- Directed by: Avi Nesher
- Screenplay by: Avi Nesher
- Based on: She by H. Rider Haggard
- Produced by: Renato Dandi
- Starring: Sandahl Bergman; David Goss; Quin Kessler; Harrison Muller Jr.;
- Cinematography: Sandro Mancori
- Edited by: Nicholas Wentworth
- Music by: Phil Campbell; Justin Hayward; Rick Wakeman;
- Production companies: Continental Motion Pictures; Royal Films B.V.; Trans World Entertainment (TWE);
- Release date: 19 September 1984 (Panama);
- Running time: 106 minutes
- Country: Italy

= She (1984 film) =

Post apocalyptic film by Avi Nesher

She is an Italian post apocalyptic film directed by Avi Nesher and starring Sandahl Bergman. It was based on H. Rider Haggard's 1887 novel She: A History of Adventure.

==Plot==
The film, set in a land of warring tribes 23 years after a nuclear war, follows Tom and his friend Dick, whose sister Hari has been captured by a powerful tribe called the Norks. Tom and Dick set out to find and rescue Hari, attempting to avoid dangerous tribes along the way. They are captured by a matriarchal clan called the Urechs, led by "She" (Sandahl Bergman). The two manage to escape. She's forces track them down, but She decides to help them in their quest after hearing a prophecy from a local seer about a man she is destined to meet. She and her lieutenant Shanda join Tom and Dick on their travels.

They encounter many other tribes, each led by their own post-apocalyptic 'god', with the encounters usually ending in a battle. Each tribal ‘god’ has an army of mutants with special abilities apparently granted by the nuclear radiation. One god-pretender, Godan, can levitate his enemies, but is betrayed by his second-in-command, a woman in red who is upset that Godan has taken She as a lover. The heroes also face a tutu-wearing giant, toga-wearing werewolves, high society vampires, mutants bandaged like Egyptian mummies, and a man named Xenon whose can create clones of himself from severed parts of his body. The group becomes separated and make their way separately to the Nork fortress.

After being captured by the Norks, She, Tom, and Dick, all masked, are forced into a gladiator combat melee with a group of Nork applicants. Fortunately, after dispatching the other combatants, the three recognize each other and stop the fight. Hari, who has been made the concubine of the Nork leader, rushes to their side. The Nork leader considers this an affront, and tells the party that they may leave, but that as punishment his forces will attack and enslave the Urechs the next day.

They are released, but She decides to mount an ambush of the Nork forces on a bridge before the Norks can get close to Urech lands. Tom, Dick, and Hari aid her in setting numerous traps. When the Nork forces arrive, the party faces wave after wave of combatants.
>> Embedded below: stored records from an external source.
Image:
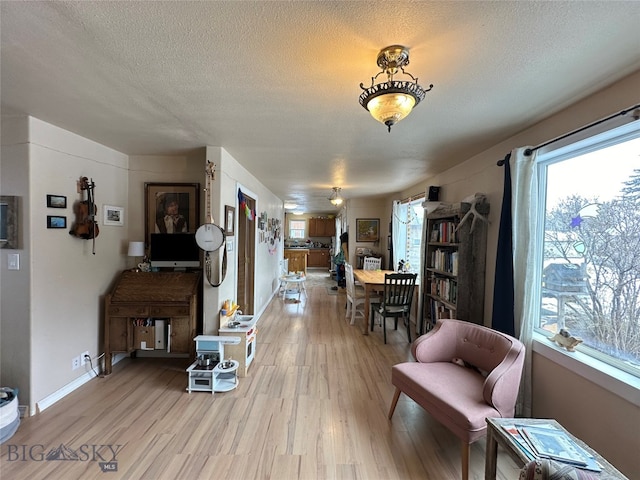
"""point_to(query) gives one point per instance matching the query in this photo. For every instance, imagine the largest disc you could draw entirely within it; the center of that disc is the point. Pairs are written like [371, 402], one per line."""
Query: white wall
[379, 208]
[62, 281]
[15, 286]
[230, 176]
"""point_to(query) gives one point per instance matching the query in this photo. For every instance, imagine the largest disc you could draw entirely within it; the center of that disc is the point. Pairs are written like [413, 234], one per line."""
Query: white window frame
[414, 267]
[303, 229]
[585, 361]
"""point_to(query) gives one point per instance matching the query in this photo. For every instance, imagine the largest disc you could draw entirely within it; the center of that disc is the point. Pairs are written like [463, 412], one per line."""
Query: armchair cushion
[459, 397]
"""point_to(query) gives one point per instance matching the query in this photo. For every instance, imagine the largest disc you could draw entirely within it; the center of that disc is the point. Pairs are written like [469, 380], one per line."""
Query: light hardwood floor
[314, 406]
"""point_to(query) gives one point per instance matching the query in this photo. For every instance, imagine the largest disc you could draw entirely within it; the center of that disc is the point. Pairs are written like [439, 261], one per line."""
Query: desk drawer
[164, 311]
[129, 310]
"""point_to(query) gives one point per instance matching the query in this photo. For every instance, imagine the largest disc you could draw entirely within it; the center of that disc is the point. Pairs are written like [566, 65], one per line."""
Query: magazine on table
[553, 443]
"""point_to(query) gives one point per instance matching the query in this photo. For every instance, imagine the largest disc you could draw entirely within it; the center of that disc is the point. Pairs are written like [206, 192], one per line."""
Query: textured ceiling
[277, 83]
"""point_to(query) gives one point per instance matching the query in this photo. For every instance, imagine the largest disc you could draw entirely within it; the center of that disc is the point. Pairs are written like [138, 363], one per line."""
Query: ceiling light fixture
[335, 197]
[391, 101]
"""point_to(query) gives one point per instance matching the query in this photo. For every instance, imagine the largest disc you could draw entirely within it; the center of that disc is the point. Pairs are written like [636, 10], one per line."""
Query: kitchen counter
[297, 259]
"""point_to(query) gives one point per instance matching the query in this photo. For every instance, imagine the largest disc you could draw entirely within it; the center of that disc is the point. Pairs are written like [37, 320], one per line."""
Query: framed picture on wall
[56, 201]
[8, 221]
[55, 221]
[113, 215]
[367, 229]
[171, 208]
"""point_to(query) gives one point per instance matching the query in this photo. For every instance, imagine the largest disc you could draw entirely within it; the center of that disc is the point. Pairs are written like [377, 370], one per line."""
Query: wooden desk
[497, 435]
[140, 295]
[372, 280]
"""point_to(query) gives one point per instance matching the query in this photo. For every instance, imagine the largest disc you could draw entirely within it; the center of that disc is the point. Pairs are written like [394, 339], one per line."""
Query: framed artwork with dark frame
[171, 208]
[113, 215]
[56, 201]
[367, 229]
[56, 221]
[9, 221]
[229, 220]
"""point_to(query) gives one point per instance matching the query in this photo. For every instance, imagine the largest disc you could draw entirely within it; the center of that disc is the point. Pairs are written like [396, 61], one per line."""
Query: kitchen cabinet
[322, 227]
[297, 259]
[142, 302]
[319, 258]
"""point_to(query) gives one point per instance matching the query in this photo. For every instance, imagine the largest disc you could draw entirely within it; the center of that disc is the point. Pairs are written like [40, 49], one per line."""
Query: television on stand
[174, 250]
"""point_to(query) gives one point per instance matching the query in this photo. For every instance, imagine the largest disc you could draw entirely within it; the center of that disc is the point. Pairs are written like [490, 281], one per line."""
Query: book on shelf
[547, 441]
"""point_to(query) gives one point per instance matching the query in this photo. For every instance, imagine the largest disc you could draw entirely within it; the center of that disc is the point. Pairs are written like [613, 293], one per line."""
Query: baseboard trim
[49, 400]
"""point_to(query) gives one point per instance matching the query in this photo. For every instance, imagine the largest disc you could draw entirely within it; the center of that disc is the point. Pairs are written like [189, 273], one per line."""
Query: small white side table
[293, 284]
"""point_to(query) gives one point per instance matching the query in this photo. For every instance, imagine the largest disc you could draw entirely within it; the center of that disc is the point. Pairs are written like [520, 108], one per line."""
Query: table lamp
[136, 249]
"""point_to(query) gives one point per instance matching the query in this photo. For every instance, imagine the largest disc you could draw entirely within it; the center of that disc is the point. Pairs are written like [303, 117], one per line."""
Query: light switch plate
[13, 261]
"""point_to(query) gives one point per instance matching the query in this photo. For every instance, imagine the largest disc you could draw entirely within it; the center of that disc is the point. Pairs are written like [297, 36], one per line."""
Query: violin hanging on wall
[85, 226]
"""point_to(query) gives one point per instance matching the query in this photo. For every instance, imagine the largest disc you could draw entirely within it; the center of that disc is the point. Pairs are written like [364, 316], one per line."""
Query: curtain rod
[636, 115]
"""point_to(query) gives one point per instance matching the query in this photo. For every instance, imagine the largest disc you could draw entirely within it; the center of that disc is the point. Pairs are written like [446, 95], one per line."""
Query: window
[296, 228]
[407, 242]
[590, 269]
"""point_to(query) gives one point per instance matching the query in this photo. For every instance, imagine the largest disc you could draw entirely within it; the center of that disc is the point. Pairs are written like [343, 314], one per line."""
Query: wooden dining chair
[396, 301]
[355, 296]
[372, 263]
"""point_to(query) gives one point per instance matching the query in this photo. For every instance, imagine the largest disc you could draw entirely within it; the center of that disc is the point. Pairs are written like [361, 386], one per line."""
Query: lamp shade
[390, 108]
[136, 249]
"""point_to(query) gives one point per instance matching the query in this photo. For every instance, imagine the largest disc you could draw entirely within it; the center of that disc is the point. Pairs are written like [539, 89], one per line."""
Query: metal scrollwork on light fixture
[391, 101]
[335, 198]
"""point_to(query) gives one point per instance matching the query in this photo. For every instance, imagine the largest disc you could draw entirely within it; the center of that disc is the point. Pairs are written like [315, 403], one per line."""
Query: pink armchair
[462, 396]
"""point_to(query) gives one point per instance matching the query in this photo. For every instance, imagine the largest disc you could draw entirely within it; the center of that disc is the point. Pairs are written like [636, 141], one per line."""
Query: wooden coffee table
[496, 434]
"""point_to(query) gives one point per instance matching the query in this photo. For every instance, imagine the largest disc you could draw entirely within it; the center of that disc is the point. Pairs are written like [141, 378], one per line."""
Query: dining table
[372, 281]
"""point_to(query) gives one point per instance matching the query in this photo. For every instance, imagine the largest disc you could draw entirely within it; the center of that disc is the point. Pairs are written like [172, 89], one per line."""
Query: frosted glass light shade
[390, 108]
[136, 249]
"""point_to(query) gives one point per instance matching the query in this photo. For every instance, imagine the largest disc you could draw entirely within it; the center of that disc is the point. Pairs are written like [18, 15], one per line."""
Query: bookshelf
[454, 264]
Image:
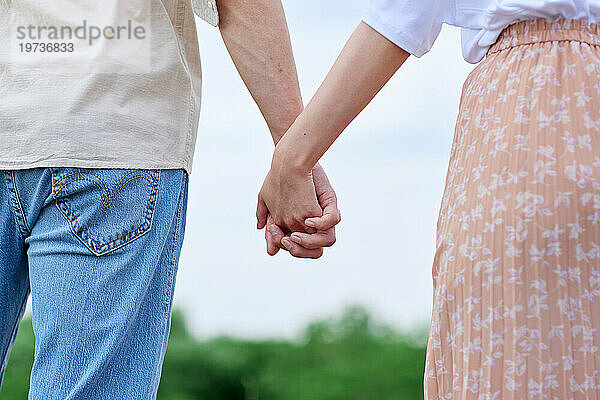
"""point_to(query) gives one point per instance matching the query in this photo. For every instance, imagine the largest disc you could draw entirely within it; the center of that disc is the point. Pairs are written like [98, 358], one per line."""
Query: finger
[272, 247]
[261, 213]
[331, 217]
[314, 241]
[300, 252]
[276, 232]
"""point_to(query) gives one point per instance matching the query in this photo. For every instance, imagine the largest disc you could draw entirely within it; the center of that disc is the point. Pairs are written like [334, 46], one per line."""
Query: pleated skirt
[516, 272]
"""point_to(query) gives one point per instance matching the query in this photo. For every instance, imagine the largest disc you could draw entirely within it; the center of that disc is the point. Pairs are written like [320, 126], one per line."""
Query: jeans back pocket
[106, 208]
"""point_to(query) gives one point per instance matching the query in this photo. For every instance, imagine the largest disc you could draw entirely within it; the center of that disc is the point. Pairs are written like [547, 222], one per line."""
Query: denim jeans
[98, 251]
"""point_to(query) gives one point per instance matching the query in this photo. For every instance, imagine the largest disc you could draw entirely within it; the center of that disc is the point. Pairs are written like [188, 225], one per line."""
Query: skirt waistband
[546, 30]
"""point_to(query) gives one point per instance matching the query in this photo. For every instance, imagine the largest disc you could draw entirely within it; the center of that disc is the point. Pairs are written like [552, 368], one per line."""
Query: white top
[100, 84]
[414, 25]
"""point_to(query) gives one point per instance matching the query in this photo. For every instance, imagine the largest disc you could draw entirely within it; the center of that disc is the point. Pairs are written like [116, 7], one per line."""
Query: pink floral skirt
[516, 273]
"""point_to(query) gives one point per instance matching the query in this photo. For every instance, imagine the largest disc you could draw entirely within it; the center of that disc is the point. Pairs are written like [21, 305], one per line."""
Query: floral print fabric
[516, 272]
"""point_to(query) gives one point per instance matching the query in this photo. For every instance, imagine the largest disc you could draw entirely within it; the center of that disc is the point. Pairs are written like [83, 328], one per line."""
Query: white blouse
[414, 25]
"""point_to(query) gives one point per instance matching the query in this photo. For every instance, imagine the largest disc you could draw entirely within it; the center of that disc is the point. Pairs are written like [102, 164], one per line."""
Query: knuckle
[338, 217]
[330, 241]
[317, 254]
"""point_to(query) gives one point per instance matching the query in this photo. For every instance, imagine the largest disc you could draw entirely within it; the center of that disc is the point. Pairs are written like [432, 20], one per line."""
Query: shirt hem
[80, 163]
[393, 34]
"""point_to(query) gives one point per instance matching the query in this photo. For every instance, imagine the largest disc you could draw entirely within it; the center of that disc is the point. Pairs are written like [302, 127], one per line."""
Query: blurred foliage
[347, 358]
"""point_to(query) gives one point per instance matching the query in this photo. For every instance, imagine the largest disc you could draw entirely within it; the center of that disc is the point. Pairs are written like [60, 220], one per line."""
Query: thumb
[261, 213]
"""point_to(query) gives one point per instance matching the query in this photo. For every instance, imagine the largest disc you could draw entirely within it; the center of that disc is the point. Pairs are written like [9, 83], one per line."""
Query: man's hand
[306, 245]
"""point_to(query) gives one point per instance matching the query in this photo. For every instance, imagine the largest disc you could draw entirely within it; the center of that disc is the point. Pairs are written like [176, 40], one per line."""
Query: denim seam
[94, 246]
[154, 387]
[176, 241]
[119, 184]
[106, 203]
[16, 206]
[13, 336]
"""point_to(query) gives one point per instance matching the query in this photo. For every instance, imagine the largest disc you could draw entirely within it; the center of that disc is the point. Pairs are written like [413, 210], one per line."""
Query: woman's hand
[308, 245]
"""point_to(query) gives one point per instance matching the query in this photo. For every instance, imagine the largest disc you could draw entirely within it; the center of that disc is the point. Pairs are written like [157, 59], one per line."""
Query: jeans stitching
[105, 203]
[176, 241]
[180, 203]
[16, 206]
[93, 245]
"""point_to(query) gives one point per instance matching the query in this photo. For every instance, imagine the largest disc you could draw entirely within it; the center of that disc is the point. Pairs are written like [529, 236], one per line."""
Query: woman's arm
[366, 63]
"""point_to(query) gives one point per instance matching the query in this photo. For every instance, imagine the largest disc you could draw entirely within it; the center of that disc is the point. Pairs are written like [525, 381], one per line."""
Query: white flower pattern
[516, 272]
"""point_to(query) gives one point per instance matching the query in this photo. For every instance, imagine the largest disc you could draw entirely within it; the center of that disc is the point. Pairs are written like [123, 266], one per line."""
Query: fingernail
[286, 243]
[296, 237]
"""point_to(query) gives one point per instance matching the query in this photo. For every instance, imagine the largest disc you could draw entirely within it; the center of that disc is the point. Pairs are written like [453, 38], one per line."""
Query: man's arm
[256, 35]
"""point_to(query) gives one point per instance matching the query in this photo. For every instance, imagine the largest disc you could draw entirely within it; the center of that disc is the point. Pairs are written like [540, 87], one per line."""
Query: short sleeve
[207, 10]
[413, 25]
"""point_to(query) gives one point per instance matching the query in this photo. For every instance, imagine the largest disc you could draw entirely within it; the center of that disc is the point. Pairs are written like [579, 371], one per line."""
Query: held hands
[299, 211]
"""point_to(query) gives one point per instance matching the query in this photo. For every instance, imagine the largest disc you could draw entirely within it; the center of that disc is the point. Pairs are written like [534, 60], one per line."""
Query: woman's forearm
[366, 63]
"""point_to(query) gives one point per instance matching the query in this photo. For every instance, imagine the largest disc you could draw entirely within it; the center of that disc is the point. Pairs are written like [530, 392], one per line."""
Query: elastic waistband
[546, 30]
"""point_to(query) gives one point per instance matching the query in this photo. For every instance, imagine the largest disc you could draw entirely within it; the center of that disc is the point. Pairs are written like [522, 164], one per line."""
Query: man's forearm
[256, 35]
[366, 63]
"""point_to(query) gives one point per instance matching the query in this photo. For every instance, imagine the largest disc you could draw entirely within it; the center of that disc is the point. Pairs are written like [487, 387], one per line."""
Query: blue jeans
[98, 250]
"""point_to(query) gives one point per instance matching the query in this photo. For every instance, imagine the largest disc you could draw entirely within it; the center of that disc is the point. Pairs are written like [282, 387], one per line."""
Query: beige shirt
[100, 84]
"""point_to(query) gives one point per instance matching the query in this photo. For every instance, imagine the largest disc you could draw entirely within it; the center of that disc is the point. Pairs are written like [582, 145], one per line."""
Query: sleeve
[207, 10]
[413, 25]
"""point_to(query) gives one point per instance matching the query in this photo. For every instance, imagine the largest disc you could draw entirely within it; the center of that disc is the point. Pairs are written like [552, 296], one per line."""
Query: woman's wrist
[292, 156]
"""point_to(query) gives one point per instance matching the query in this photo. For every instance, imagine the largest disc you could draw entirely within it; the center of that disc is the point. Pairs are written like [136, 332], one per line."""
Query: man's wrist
[295, 159]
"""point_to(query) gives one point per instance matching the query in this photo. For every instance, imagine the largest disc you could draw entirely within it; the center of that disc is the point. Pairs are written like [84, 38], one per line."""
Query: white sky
[388, 169]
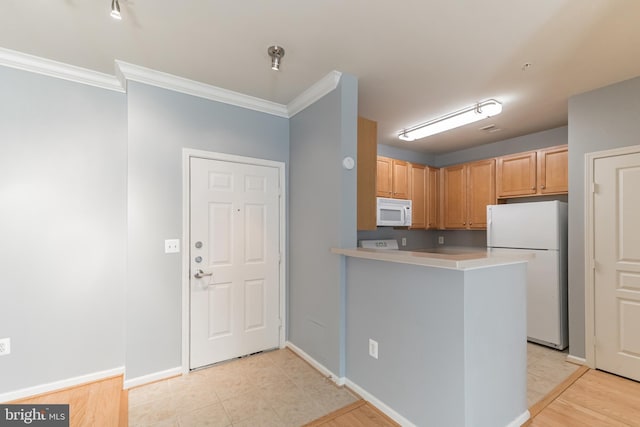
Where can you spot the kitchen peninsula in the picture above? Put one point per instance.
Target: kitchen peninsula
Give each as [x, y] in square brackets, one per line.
[450, 332]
As the Norks finally begin to overwhelm them, they are rescued when Shanda and a squad of Urech warriors arrive and rout the remaining Norks. Finally victorious, the group celebrates. Dick and Shanda, She's second-in-command, have fallen in love, and Dick elects to stay with the Urechs. Tom and She silently decide to love each other from a distance. As Tom takes a barge with his sister Hari to other faraway lands, She pensively watches then depart.

== Cast ==
- Sandahl Bergman – She
- David Goss – Tom
- Quin Kessler – Shandra
- Harrison Muller – Dick
- Elena Wiedermann – Hari
- Gordon Mitchell – Hector
- Mario Pedone - Rudolph
- Donald Hodson - Rabel
- Maria Cumani Quasimodo - Moona
- David Kirk Traylor - Xenon

==Production==
In the January 1983 issue of Starlog, it was reported that Sandahl Bergman was currently in Rome filming She.

==Release==
She was shown in Panama on September 19, 1984.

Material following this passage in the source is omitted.